Some 24 hours prior, instead of reporting to work for scheduled training, the squadron instead received notification from the brigade headquarters they would be deploying to Romania the next morning. The squadron then conducted mission analysis and began the orders process, drew necessary weapons and equipment, and headed to Grafenwoehr Army Airfield to don parachutes, conduct mission briefs and load the awaiting U.S. Air Force C-130 Hercules aircraft.
"We started with a warning order at [6 a.m.]," said Maj. Matthew Work, the brigade's executive officer, referring to the surprise notification. "This is part of building the readiness culture we have in the 173rd [Airborne Brigade], and building upon what we've been asked to do for U.S. Army Europe in expanding our EDRE capability."
After three hours in the air, approximately 900 kilometers east, the paratroopers jumped in all the equipment and supplies they would need for the next three days. From the drop zone, the paratroopers made linkup with Romanian troops on the ground, who played the role of host-nation forces in the scenario the paratroopers are operating in.
"These guys are thinking about once they leave the aircraft, what they have to do when they hit the ground to be able to assemble quickly and move out to their objective," said Sgt.

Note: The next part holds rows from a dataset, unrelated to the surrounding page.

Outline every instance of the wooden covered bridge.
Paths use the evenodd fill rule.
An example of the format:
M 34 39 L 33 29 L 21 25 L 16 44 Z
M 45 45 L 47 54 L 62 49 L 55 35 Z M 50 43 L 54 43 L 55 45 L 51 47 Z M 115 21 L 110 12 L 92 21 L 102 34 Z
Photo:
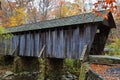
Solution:
M 0 54 L 49 58 L 81 59 L 83 54 L 103 54 L 115 22 L 110 12 L 100 11 L 108 19 L 93 13 L 47 20 L 7 28 L 0 38 Z

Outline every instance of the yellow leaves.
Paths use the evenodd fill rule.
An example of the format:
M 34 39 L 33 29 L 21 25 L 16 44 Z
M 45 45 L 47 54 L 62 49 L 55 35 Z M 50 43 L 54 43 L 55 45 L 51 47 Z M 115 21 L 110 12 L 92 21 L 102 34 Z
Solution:
M 66 2 L 61 8 L 54 11 L 56 17 L 67 17 L 80 14 L 80 6 L 76 3 Z
M 25 17 L 27 17 L 27 13 L 24 8 L 17 8 L 16 13 L 13 16 L 9 17 L 10 26 L 18 26 L 25 24 Z

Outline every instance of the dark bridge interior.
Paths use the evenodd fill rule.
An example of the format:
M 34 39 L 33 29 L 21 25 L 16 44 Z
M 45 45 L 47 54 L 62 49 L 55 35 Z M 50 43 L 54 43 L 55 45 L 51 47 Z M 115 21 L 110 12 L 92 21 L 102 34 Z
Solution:
M 111 28 L 115 28 L 112 14 L 108 19 L 96 14 L 83 14 L 7 28 L 11 38 L 0 38 L 0 54 L 50 58 L 80 59 L 83 54 L 103 54 Z M 94 22 L 93 22 L 94 20 Z

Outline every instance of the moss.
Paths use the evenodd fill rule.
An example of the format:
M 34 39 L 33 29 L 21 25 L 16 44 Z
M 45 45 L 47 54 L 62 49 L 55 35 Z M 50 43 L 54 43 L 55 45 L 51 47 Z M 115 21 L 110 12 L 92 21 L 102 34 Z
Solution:
M 28 71 L 39 71 L 38 58 L 33 57 L 16 57 L 14 59 L 13 71 L 15 73 Z
M 45 79 L 61 80 L 64 74 L 63 59 L 46 59 Z
M 12 65 L 13 60 L 14 60 L 14 57 L 12 57 L 12 56 L 0 55 L 0 65 L 1 66 Z

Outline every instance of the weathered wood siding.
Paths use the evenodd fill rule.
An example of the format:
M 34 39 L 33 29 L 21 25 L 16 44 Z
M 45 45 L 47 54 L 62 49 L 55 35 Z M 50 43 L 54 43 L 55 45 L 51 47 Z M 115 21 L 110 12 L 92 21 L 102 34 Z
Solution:
M 38 57 L 45 45 L 43 57 L 79 59 L 85 45 L 90 50 L 96 31 L 94 24 L 84 24 L 14 33 L 9 40 L 0 39 L 0 53 Z

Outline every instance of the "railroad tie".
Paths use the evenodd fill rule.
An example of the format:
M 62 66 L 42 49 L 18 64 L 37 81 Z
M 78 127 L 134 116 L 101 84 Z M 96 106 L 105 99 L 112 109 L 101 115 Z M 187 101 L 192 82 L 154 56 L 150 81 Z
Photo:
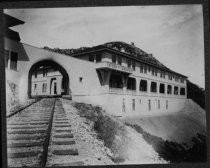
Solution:
M 54 150 L 54 155 L 78 155 L 77 149 Z

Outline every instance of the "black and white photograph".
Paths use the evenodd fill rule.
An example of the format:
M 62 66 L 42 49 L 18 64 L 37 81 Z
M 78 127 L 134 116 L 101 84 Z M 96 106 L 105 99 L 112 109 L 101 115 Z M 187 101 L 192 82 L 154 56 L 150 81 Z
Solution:
M 8 167 L 206 163 L 202 4 L 3 18 Z

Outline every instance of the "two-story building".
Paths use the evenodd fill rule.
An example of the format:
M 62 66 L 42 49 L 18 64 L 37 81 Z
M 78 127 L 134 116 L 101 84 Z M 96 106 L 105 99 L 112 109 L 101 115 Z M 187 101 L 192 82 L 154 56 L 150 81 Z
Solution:
M 185 105 L 187 77 L 134 44 L 109 42 L 59 54 L 21 43 L 18 32 L 9 27 L 24 22 L 5 17 L 7 90 L 14 90 L 19 100 L 65 95 L 116 116 L 176 112 Z
M 72 56 L 94 63 L 100 94 L 108 95 L 102 101 L 107 102 L 110 111 L 149 114 L 176 111 L 184 105 L 187 77 L 170 70 L 133 43 L 109 42 Z

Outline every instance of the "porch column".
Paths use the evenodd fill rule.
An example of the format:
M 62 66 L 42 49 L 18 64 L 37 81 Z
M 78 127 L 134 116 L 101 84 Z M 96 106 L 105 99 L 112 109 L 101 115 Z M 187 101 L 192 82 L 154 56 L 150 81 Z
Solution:
M 51 81 L 51 78 L 47 77 L 47 92 L 46 92 L 46 95 L 50 95 L 50 81 Z
M 125 94 L 127 91 L 127 82 L 128 82 L 128 75 L 127 74 L 123 74 L 122 75 L 122 82 L 123 82 L 123 93 Z
M 110 81 L 110 76 L 111 76 L 111 70 L 100 69 L 99 73 L 101 73 L 101 77 L 102 77 L 103 90 L 109 91 L 109 81 Z

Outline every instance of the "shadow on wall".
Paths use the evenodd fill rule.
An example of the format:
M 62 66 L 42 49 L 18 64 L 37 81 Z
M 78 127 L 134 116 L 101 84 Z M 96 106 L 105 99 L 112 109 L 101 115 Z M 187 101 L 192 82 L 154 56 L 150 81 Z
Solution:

Maj. Steven Campbell, the brigade's operations non-commissioned officer in charge. "It gets right at the heart of being ready to go at a moment's notice. Once they conduct the airborne assault, the commanders and leaders will be challenged because they'll be deprived of a lot of things -- sleep, food -- they're going to move long distances. The commander will have to take the intelligence he receives along the way and make critical decisions, which will drive where their unit goes."
As part of the EDRE, the brigade purposefully introduced stressors such as the uncertain environment, long foot movements and lack of sleep, all with an active opposing force in the area.

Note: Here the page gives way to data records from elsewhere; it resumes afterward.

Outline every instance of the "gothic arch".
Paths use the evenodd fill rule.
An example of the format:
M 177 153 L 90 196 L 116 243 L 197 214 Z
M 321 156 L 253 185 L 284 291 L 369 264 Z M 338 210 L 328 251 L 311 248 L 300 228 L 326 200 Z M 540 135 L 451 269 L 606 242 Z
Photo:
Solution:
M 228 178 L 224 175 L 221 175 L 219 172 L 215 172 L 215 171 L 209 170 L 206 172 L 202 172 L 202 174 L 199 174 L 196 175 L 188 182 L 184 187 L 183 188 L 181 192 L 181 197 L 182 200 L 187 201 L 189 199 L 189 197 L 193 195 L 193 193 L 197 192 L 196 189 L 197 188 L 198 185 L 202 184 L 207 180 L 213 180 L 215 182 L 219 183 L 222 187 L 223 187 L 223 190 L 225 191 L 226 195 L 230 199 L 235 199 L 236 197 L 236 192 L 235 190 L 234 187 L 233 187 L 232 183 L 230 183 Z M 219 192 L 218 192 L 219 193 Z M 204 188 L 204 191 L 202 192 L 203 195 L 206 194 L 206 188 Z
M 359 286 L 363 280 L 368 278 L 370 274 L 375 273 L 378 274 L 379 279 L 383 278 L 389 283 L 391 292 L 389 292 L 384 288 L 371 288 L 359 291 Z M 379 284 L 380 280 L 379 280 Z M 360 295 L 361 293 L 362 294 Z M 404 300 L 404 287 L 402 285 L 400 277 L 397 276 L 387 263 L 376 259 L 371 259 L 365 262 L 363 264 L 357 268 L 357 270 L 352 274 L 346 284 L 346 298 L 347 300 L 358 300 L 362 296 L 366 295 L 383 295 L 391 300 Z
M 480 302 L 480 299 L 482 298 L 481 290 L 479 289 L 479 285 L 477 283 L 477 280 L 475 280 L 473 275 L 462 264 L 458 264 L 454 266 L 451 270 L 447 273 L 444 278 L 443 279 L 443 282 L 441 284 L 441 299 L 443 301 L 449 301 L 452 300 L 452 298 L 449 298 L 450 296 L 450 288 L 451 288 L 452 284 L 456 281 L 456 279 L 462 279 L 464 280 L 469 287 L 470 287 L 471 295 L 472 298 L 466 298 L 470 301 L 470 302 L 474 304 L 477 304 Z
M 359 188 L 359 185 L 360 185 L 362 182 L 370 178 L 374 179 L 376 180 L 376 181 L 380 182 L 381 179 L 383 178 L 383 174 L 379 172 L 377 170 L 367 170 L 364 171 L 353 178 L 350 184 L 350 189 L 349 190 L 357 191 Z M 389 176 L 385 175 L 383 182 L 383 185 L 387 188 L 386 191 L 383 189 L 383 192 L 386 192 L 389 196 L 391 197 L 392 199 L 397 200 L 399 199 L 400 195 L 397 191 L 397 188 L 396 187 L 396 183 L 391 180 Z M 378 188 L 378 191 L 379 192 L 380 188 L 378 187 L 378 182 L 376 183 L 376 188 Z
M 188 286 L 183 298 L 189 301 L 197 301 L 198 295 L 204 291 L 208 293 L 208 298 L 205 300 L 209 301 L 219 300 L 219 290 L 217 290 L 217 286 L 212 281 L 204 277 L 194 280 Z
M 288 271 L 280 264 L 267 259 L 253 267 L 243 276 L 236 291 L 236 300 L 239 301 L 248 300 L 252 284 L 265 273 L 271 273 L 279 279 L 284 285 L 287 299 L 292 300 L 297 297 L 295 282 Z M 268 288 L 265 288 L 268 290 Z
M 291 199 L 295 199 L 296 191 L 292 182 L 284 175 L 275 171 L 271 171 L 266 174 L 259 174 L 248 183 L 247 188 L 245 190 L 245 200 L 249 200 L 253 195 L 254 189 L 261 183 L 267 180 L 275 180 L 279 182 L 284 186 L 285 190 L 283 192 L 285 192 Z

"Part of this EDRE is having our Soldiers being comfortable with the unknown," explained Work. "We are going to get our leaders and Soldiers to a point where they are tired and uncomfortable. They're going to deal with the unknown and cause people to think differently under stress and duress."
This is leader training all throughout, from the private all the way through the organization," added Work. "We have a number of scenarios that are set up to test leaders and help them think through problems. It's a phenomenal event that stresses the organization."

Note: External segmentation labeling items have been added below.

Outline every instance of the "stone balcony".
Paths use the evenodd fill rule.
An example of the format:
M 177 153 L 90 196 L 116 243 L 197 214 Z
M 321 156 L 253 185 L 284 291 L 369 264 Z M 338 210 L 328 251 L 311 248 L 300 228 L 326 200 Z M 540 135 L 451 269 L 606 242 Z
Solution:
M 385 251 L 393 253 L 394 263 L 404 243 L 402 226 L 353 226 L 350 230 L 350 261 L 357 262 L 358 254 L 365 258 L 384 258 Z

For the brigade, the execution of the drill is the culmination of months of effort, coordinating with the Romanian military and U.S. Embassy in Bucharest to provide tough, realistic training for the paratroopers.
"We've worked closely with our Romanian allies over the weeks leading up to this exercise," said Capt. David Dean, a brigade logistical planner who liaised with Romanian military forces in planning the exercise. Their professionalism and efforts in planning this event made this possible."
The EDRE is the first in a series of planned exercises over the next two months involving troops from the 173rd Airborne Brigade, alongside their NATO allies in Romania. The exercises are a part of Operation Atlantic Resolve, demonstrating U.S. commitment to NATO collective defense as well as building interoperability with allied forces.
Romania has been and continues to be a strong NATO ally," said Dean. "An exercise likes this demonstrates that and sets the stage for a series of future exercises to build on."
The EDRE comes just two weeks after the brigade finished its six-month deployment to Poland and the Baltic states of Estonia, Latvia and Lithuania. The "Sky Soldiers" of the 173rd Airborne Brigade transferred responsibility for that portion of the Atlantic Resolve mission to Soldiers from the U.S. Army's 1st Brigade Combat Team, 1st Cavalry Division.
"It's all about readiness," said Campbell. "They have to be ready. We don't know where we're going next, but we know we have to be ready at a moment's notice to answer the call."